Health care. In an interview with Larry King in 1999, Trump said he was “very liberal when it comes to health care” and that he believes in “universal health care.”

Similarly in “The America We Deserve,” published in 2000, Trump said he was “a liberal” when it comes to health care because it is “unacceptable … that the number of uninsured Americans has risen to 42 million.” The solution? A single-payer health plan.

His record is clear. Yet in his 2011 book, “Time to Get Tough,” Trump complained that Obamacare was a scheme by liberals “to drag America closer to a so-called ‘single-payer system,’ otherwise known as total government-run health care.”

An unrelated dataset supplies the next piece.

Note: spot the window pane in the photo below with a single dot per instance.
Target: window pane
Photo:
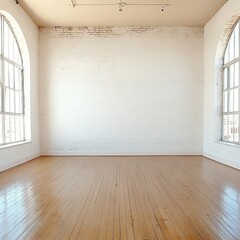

Trump expressed doubt that the number of uninsured was accurate, and questioned whether any effort should be made to cover them. He wrote that 20 percent of the uninsured were not U.S. citizens; 30 percent can afford health care because they earn more than $75,000; and 28 percent are young people who need insurance but are in transition so they do not justify altering “the world’s greatest health-care system.”

Last year, when announcing his campaign, Trump called Obamacare “a disaster called the big lie” and said that the size of deductibles made health insurance “virtually useless.”

If Trump is selected as the nominee, the media will have a lot of fodder. Journalists, who tend to be registered Democrats, have not yet gone after Trump, because they want him to be the nominee. Many believe that a Trump candidacy has the best chance of putting Clinton in the White House. No wonder some Republicans are concerned.